For his senior thesis at Princeton in 2004, Costanzo created a performance piece that wove together six “lost” pieces of music written for castrati, spoken word, choreographed dance and stage design. The piece was called The Double Life of Zefirino, and filmmaker Gerardo Puglia directed a short documentary about it, which screened at the Cannes Film Festival in 2007.
Above all else, Costanzo says he is driven by his constant quest for beauty. “Our job as the performer is not just to sing beautifully — not just to be perfect in our musicality or to be satisfied that we know what we’re doing — but rather that we have to bridge that gap [between audience and performer].”
“The thing with Anthony is, he pushes boundaries. He doesn’t play it safe,” Gravett says. “He likes to make people think.”
Unlike a lot of singers of his type, Gravett thinks Costanzo “could have a broad, long career.”

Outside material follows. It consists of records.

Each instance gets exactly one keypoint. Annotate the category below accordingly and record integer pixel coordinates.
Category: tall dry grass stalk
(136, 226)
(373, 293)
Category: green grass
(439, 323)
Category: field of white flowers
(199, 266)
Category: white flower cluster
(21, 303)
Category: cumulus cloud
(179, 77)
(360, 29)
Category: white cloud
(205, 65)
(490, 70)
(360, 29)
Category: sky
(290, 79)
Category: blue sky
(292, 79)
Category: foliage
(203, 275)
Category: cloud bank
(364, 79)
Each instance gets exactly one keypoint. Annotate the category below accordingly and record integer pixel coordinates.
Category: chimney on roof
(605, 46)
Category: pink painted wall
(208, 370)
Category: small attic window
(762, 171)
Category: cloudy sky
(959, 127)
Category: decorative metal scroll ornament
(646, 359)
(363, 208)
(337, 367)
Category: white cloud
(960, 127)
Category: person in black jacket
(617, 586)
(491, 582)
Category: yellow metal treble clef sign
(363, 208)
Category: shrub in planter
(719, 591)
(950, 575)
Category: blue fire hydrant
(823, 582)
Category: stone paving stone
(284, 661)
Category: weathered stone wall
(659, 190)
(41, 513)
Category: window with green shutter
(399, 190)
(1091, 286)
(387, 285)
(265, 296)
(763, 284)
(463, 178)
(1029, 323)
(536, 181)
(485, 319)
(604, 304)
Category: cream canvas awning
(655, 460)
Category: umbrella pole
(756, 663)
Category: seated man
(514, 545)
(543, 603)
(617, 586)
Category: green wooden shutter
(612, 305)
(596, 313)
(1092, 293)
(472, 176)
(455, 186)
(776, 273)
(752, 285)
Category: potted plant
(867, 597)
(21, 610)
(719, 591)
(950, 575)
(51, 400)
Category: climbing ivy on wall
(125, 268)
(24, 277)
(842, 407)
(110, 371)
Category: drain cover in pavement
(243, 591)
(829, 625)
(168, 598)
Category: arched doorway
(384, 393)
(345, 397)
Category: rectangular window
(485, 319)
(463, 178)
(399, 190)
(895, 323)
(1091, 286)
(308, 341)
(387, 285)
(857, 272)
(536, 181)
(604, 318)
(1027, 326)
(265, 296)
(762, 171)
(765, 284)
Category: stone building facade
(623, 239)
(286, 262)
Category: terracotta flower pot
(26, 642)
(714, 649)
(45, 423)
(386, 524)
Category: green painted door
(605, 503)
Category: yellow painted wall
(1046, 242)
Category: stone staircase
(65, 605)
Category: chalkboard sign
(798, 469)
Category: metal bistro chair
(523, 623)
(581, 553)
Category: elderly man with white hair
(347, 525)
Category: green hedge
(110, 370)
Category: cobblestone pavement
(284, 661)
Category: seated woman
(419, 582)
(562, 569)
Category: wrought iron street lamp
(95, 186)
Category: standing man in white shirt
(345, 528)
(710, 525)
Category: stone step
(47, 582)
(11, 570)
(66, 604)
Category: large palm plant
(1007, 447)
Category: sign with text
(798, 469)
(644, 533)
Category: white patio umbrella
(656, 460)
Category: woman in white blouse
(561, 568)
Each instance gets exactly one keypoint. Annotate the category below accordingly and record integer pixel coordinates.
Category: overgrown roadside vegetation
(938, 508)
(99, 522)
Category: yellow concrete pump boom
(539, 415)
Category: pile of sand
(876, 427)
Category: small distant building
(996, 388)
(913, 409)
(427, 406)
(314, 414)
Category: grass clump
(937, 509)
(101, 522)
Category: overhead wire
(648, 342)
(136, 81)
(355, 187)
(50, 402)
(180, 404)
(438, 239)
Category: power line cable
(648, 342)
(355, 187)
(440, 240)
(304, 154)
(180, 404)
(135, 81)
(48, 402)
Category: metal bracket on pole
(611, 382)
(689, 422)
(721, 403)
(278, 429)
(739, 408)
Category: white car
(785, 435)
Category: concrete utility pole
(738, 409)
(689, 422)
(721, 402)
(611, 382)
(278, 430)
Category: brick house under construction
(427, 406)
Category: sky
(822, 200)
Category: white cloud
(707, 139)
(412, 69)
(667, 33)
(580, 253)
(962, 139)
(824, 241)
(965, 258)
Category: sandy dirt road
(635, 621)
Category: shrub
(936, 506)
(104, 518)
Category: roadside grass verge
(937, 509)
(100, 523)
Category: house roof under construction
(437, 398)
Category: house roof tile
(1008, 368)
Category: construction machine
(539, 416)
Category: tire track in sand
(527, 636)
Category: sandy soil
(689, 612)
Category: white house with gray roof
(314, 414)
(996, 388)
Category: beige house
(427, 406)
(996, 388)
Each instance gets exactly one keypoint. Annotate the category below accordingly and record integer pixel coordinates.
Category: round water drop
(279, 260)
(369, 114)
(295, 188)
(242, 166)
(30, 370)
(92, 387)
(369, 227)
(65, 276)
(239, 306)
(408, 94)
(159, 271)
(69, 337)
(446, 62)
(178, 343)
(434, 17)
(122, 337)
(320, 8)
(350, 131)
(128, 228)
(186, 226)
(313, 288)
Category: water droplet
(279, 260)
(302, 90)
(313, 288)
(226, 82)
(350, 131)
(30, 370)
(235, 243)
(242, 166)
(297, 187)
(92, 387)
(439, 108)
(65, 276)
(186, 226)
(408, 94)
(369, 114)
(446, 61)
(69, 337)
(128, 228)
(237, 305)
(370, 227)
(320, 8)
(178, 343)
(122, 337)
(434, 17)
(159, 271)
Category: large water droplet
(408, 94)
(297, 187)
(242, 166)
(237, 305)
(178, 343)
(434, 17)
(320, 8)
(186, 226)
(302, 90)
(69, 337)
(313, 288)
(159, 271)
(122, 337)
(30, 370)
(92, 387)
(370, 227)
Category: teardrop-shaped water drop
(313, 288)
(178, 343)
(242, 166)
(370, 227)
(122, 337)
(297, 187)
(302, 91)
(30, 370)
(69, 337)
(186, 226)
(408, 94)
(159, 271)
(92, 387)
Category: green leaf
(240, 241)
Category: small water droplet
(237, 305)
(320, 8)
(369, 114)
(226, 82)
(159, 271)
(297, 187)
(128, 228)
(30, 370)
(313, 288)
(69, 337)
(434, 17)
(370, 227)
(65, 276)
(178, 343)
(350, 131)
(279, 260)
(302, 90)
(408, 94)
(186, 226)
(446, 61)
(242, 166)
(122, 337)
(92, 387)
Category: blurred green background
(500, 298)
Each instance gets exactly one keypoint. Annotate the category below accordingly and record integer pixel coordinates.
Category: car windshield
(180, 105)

To succeed in the world of opera, Gravett says, “first and foremost, you have to be good. You have to stand out in the crowd — the right sound, talent, the goods — so many things have to come together at the same time. He’s standing out in the crowd.”
Costanzo has received numerous awards and accolades, most recently first prize at the 2012 Operalia competition.
“I honestly think the biggest challenge on the horizon is getting people to respond to opera,” Costanzo says. “I wish I could spend most of my career going to places that have nothing to do with classical music and doing it for people and getting them engaged in it.”
He describes the rush of emotion he can feel when something in a performance touches him in the right way.
“It may only happen for an instant, and I often liken it to breaking open an orange peel when it sprays out a little bit of zest and you can’t even really see it, but it’s incredibly fragrant and it stays with you, and it’s this ephemeral thing.”